4 February 2014

Zimbabwe: Currencies Vital for Bilateral Economic Ties

Photo: IRIN
Zimbabwe dollars

THE introduction of four more foreign currencies to the multi-currency regime is good for development of bilateral economic ties with countries that use the currencies, but will have little impact on Zimbabwe's liquidity crisis.Presenting the 2014 Monetary Policy statement Acting Reserve Bank Governor Dr Charity Dhliwayo announced that the Japanese Yen, Chinese Yuan, Australian dollar, Indian Rupee have been added to the basket of currencies.

The four additional currencies join the Botswana Pula, British Pound, Euro, South African rand and United States dollar, as official transacting currencies.

Dr Dhliwayo said that trade and investment ties between Zimbabwe, China, India, Japan and Australia have grown appreciably. Against this background, individuals and corporates can now open bank accounts that are denominated in the Australian dollar, Chinese yuan, Indian rupee and Japanese yen.

In his 2014 National Budget, Finance and Economic Development Minister Patrick Chinamasa underscored the need to add other currencies to those already circulating.

Economist Mr Witness Chinyama said the introduction of the other four currencies would not necessarily have impact on enhancing the country's liquidity crisis.

While trade with China, India, Australia has grown significantly, it remains too low to have tangible liquidity impact required in virtually all sectors of the economy.

According to the Confederation of Zimbabwe Industries, industry alone requires about US$8 billion, mining US$5 billion to US$7 billion over five years. The liquidity crisis is hampering productive sectors capacity to ramp up output.

The African Development Bank also estimates that the country needs about US$14,5 billion for infrastructure while agriculture requires an average of US$2 billion annually to retool and restore productivity to levels of yesteryear glory.

Zimbabwe lost traction in terms of its ability to generate earnings from exports due to a decade long recession that decimated industry.

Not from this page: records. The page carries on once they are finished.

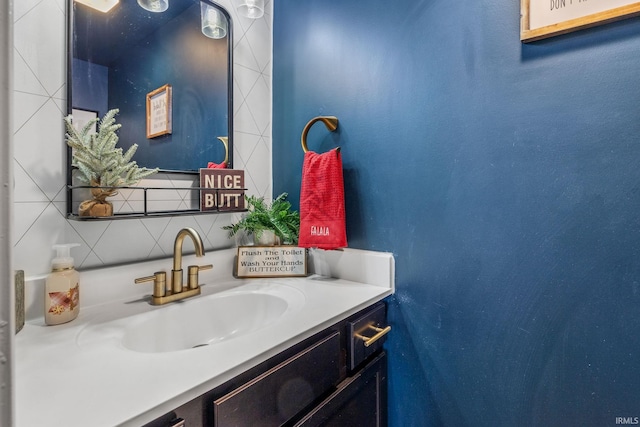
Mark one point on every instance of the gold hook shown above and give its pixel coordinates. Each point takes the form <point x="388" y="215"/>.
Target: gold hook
<point x="225" y="141"/>
<point x="331" y="122"/>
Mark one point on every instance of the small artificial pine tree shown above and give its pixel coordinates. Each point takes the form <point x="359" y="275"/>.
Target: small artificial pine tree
<point x="100" y="163"/>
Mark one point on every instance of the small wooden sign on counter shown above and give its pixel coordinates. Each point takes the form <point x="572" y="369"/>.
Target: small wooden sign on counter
<point x="222" y="190"/>
<point x="271" y="261"/>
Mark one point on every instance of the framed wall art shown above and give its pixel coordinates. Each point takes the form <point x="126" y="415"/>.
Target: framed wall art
<point x="159" y="112"/>
<point x="540" y="19"/>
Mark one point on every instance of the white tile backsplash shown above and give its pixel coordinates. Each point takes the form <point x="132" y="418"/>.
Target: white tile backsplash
<point x="39" y="149"/>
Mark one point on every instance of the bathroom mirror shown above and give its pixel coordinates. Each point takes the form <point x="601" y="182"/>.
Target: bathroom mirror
<point x="134" y="59"/>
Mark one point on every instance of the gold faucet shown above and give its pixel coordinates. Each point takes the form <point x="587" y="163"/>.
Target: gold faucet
<point x="162" y="292"/>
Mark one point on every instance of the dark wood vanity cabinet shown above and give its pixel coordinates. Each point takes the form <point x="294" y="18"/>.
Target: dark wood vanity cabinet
<point x="330" y="379"/>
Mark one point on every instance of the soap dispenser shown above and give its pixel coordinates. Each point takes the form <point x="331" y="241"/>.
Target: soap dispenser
<point x="62" y="288"/>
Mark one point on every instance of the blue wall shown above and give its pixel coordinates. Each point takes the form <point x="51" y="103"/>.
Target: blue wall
<point x="90" y="86"/>
<point x="196" y="68"/>
<point x="503" y="176"/>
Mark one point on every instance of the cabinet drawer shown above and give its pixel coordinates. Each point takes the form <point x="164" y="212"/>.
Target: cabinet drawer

Alternative sources such as multilateral loans and donor support dried during the decade of instability.

Resultantly, the country was caught up in a vicious liquidity crisis that has seen loans available from local banks quoted punitive and sub-economic rates.

Analysts believe that the volume of trade between China, Japan, Australia and India have commendably increased, the proceeds remain too low to ease liquidity crisis.

However, others believe the new currencies were critical in order that the country enhances currency competition, allowing people to make choices that suit them.

Mr Chinyama said that in the event of any instability in a particular currency due to developments in the currency's related economy, people would be able to easily switch to other currencies that offer them better security and stability.

"We have increased our dealings with these, so we needed their currencies to be included in the basket of currencies. For instance, those who often go to China (for trade) can now open a yuan account, banks won't turn them down," he said.

Currency competition is good, even in terms retail business, when there are many the service improves. If the currency is not stable, you can move to the other," he said.

He pointed out that for those that will have accounts denominated in the recently adopted currencies and want to transact in the respective currencies, they would not be liable to currency exchange risks and costs related to conversion.

There was a time when Zimbabwe was being ravaged by the effect of hyperinflation; people lost value due to the fact that there was no alternative currency, a scenario Mr Chinyama likened to asset stripping as the currency lost value.

A Harare economist who commented on condition of anonymity said while the new currencies added variety of choice for the transacting public, it would have little positive impact considering the level of trade with the respective countries.

He said despite the fact that South Africa accounts for 30 percent of trade with Zimbabwe, the impact of the Rand on liquidity was minimal, which has been further weakened by its downslide when measured against other major currencies.

A currency trader with a local bank said the introduction of the other currencies would have little positive impact on the economy but only add costs for individuals or corporates that will seek to maintain foreign nostro accounts.

"It depends really, but for banks it is expensive to maintain foreign nostro accounts in foreign currencies that are not actively traded," the currency trader said.

"That is not how get business, adopting these currencies. The countries do what is best for business. Besides, China is not a big fan of its own currency and both Chinese yuan and Indian Rupee are not deliverable in the forward market. A trader in those countries is better off invoiced in US dollars," he said.